Cass.Pen., sez. II, 7 luglio 2022, n. 26238

Con la sentenza del 7 luglio 2022, n. 26238, la Corte di Cassazione ha delineato i confini del sequestro preventivo, quale misura anticipatoria rispetto alla confisca nell’ambito dei procedimenti per accertare la responsabilità amministrativa dell’ente ex d.lgs. n. 231/2001.
Nel caso di specie, secondo quanto emergeva dall’impugnata ordinanza, le indagini alla base del procedimento in oggetto riguardavano l’esecuzione di lavori di bonifica e messa in sicurezza permanente di un ex discarica comunale, finanziati con fondi e contributi della regione Campania. Gli accertamenti tecnici svolti dal P.m. evidenziavano, secondo i giudici cautelari, numerose difformità tra il progetto e i lavori eseguiti, per le quali il Gip competente procedeva ad emanare decreto di sequestro preventivo, finalizzato alla confisca diretta ai sensi degli articoli 240 c.p., 19, comma 1, e 53 d.lgs. n. 231/2001 in relazione al delitto di truffa ex art. 640 bis c.p.

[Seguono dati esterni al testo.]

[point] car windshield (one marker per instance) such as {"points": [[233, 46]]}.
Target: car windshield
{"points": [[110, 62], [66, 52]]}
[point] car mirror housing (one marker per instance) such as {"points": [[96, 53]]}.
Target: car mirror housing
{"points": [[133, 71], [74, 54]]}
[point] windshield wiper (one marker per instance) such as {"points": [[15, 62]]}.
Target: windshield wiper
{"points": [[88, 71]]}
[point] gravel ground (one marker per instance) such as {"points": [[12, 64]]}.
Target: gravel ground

In primo luogo il Collegio rileva che “per il sequestro preventivo dei beni di cui è obbligatoria la confisca (eventualmente anche per equivalente), e quindi, secondo il disposto di cui all’articolo 19 del d.lgs. n. 231/2001 dei beni che costituiscono prezzo e profitto del reato, non occorre la prova della sussistenza degli indizi di colpevolezza, né la loro gravità, né il “periculum” richiesto per il sequestro preventivo di cui all’art. 231 cod. proc. pen., essendo sufficiente accertare la confiscabilità dei beni una volta che sia astrattamente possibile sussumere il fatto in una determinata ipotesi di reato”

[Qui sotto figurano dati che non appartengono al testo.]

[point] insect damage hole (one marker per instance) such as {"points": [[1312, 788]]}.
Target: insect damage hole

Infatti, se è vero che la confisca prevista dal d.lgs. n. 231 costituisce una delle sanzioni a carico degli enti; il legislatore nel disciplinare le misure cautelari a carico degli stessi ha richiesto la verifica dei gravi indizi di responsabilità solo per le misure interdittive cautelari e non per il sequestro preventivo finalizzato alla confisca.

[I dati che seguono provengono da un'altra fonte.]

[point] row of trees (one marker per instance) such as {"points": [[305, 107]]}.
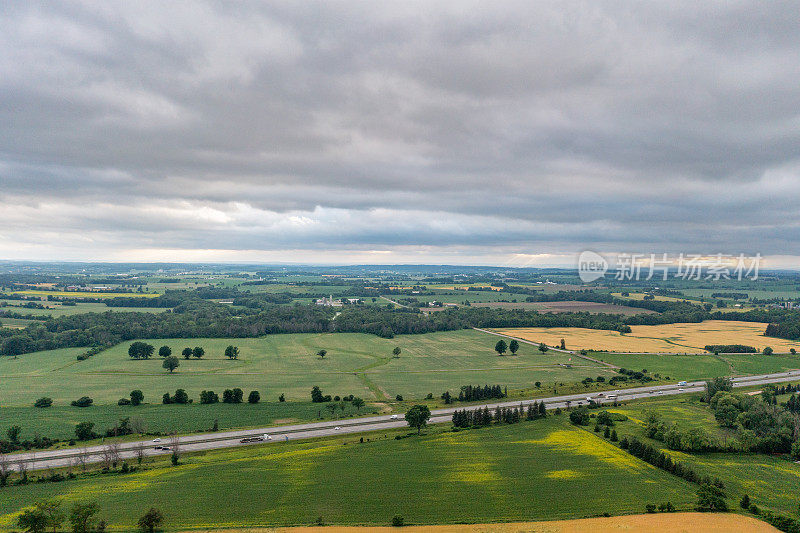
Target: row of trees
{"points": [[143, 350], [476, 393], [49, 514], [466, 418]]}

Per quanto concerne, invece, il quantum del sequestro, finalizzato alla confisca-sanzione, prevista dagli articoli 19-53 d.lgs. 231/2001, è stata analizzata l’ipotesi in cui tale misura, dovendo avere ad oggetto il profitto del reato, vada a collocarsi all’interno di un’attività imprenditoriale lecita, come quella del caso di specie, esprimendosi in un rapporto di natura sinallagmatica. In tal senso il la Suprema Corte ha affermato che “non può ritenersi profitto del reato, e come tale non è legittimamente confiscabile, “il corrispettivo di una prestazione lecita…. regolarmente eseguita dall’obbligato”, benché nell’ambito di un rapporto contrattuale inquinato, nella fase di formazione o in quella di esecuzione, dalla commissione di un reato”. In tali casi il profitto si identifica con il vantaggio economico derivante dal reato “al netto dell’effettiva utilità eventualmente conseguita dal danneggiato, nell’ambito del rapporto sinallagmatico con l’ente”.